# Emersed growth and heat



## Jaap (5 Jul 2014)

Hello everyone,

I live in Cyprus and now the weather during the summers is around 37 degrees Celsius in the shade and alot of sun. I would like to try my luck with emersed growth and I have a few questions:

1. Will the plants survive this heat outside and of course out of direct sunlight?
2. Do I need to cover my containers so the humidity stays high?
3. If I cover the containers then wouldn't the temperature rise inside the containers?
4. Is it better to keep the containers inside near a window which is a bit cooler rather than outside?

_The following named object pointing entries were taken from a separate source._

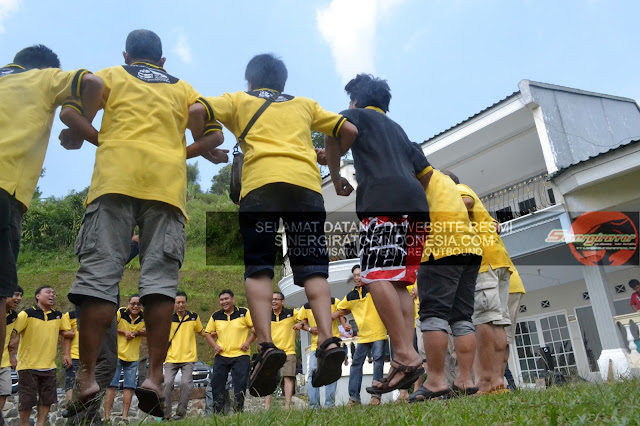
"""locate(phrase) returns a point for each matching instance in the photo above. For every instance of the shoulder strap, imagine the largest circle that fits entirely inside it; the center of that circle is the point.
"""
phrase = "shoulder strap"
(255, 117)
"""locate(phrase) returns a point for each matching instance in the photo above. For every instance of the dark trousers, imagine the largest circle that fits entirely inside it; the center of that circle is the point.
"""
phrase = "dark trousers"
(239, 368)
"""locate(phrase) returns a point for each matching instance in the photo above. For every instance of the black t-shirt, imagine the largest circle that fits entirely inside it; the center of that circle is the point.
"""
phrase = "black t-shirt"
(386, 164)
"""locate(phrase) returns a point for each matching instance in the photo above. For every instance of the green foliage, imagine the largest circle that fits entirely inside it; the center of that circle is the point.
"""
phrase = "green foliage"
(221, 181)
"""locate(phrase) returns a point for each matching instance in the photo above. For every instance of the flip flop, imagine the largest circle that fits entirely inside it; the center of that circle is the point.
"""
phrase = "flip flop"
(424, 394)
(329, 363)
(411, 374)
(75, 406)
(264, 377)
(150, 402)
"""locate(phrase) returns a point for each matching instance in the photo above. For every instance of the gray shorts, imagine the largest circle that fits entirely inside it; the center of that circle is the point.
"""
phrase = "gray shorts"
(5, 381)
(491, 297)
(104, 242)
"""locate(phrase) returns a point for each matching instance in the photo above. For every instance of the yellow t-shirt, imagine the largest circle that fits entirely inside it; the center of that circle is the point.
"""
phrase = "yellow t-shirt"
(282, 332)
(360, 303)
(515, 283)
(450, 231)
(142, 145)
(494, 253)
(278, 147)
(306, 313)
(129, 350)
(232, 330)
(75, 342)
(183, 340)
(29, 101)
(39, 338)
(11, 320)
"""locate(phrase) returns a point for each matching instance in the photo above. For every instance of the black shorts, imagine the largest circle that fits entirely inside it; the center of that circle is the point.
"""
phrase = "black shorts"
(11, 211)
(303, 215)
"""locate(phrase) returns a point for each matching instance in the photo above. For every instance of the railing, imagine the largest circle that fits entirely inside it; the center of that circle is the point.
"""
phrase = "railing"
(520, 199)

Any advice is much appreciated.

Thanks


----------



## parotet (5 Jul 2014)

Jaap said:


> Hello everyone,
> 
> I live in Cyprus and now the weather during the summers is around 37 degrees Celsius in the shade and alot of sun. I would like to try my luck with emersed growth and I have a few questions:
> 
> ...



Hi Jaap

I also love in he Mediterranean coast, if you look out of the window you will see me just some thousand kilometers west (in Valencia, Spain)  My experiences regarding emersed growing in our warm climate.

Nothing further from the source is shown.